小林弘忠氏(2006年)
[ 調査報道アーカイブス No.47 ]
◆敗戦の5日前、福岡市の油山で米兵8人を斬首
アジア太平洋戦争に敗れた日本は戦後、戦勝国による「戦争裁判」を受ける立場になった。このうち、日本で行われた裁判は2つある。東条英機ら平和に対する罪を問われたA級戦犯の「東京裁判」、および、通常の戦争犯罪や人道に対する罪に問われたB・C級戦犯の「横浜裁判」だ。BC級戦犯は主に捕虜の殺害や虐待などを実行した者が対象だ。当然、下士官や一兵卒が多数含まれており、上官の命令に従っただけの元日本兵が次々と死刑や懲役刑の有罪となった。
BC級戦犯が背負うことになった理不尽さ。それを問うノンフィクションや映像作品は、かつて数多く社会に出た。戦後70年余り。戦争の記憶が遠のくにつれ、BC級戦犯が直面した苦悩もその作品群も、多くは忘れ去られた。しかし、それらを見つめ直すと、当時問われたものは現代でも変わらず大きな問いとして残っていることに気づく。今回はそんな作品群から『逃亡〜「油山事件」戦犯告白録』を取り上げたい。
油山事件が起きたのは敗戦の直前、1945年8月10日である。長崎に原子爆弾が投下された翌日だ。福岡市の西部軍管区司令部には当時、墜落した米軍機の搭乗員の捕虜がいた。そのうち8人が油山で斬首などの方法で“処刑”されたのだ。実行犯の1人だった見習士官の左田野修さん(故人)は、当時23歳。事件のおよそ1カ月前に司令部に配属されたばかりだった。後に戦犯として巣鴨プリズンに収監された左田野さんは、事件前後の様子や収監中の日々を詳細な記録に残している。『逃亡』はそれに基づいて書かれた。
◆背中に上官や将校らの視線を浴び、刀を振り下ろした
事件のあった日、左田野さんは上官の指示でトラックに乗って油山へ行く。現場に着いて初めて、米兵の処刑を行うことを知る。大きな穴が掘られ、手錠と目隠し姿の米兵が穴の縁に連行されてきた。処刑、斬首、8名……。そんな言葉が聞こえてきた後、上官は言った。
「志望者はおるか。われと思う者は一歩前に進み出て名乗れ」
兵の誰からも声が出ない。斬首することの恐怖が周囲を取り囲んでいる。「いないか。よし、それでは指名する。指名された者はこちらに集まれ」。やがて、上官が左田野さんの前で歩みを止めた。
「左田野、おまえも斬れ」
そのときの様子や心情を左田野さんは手記にこう書いている。(一部仮名遣い等は現代風に改めた)

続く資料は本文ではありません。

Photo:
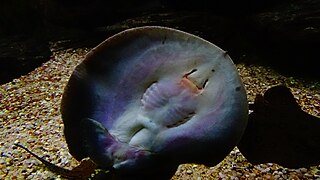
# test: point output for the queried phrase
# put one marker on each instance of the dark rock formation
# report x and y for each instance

一度も刀を使った事も、試し斬りした事もない二十三歳の私に、そうしてそんな事ができるであろうか。自信はまったくなかった。
いくら若くても未経験でも、これがもし、野戦で私を襲ってくる敵ならば防御の本能で斬ることも出来るかもしれぬが、おとなしく死を待っている搭乗員を斬るということはかわいそうで、内心嫌であった。命令に対しては「ハイ」と返事したが、この時から不安や恐怖心や哀感などが一時に起こって身体がふるえ始め、抑えようとしても止まらなかった。
順番に処刑者が友森大佐に敬礼して処刑を終えて行った。四番目の私に「次」と命じられたので、友森大佐に敬礼し、穴の前に座らされている搭乗員の後ろに立った。未だに身体のふるえは止まらなかったし、戦争という条件を除いては、何ら憎む所ない人をなぜ斬らねばならぬのか、戦争の罪深さを呪った。しかし私は背中に上官や将校の注いでいる視線を感じ、のっぴきならぬ気持ちに追い込まれた。心では「南無阿弥陀仏」と念仏を唱え、無我夢中で刀を振り下ろした。
左田野さんが使った日本刀は「小宮四郎国光」銘だったという。手記では、何の経験もない者がなぜ一刀で首を斬れたのかについて、それは刀のせいであると書かれている。そして、夢でも見ているような気持ちで刀を水で洗い、大佐に敬礼して列に戻った。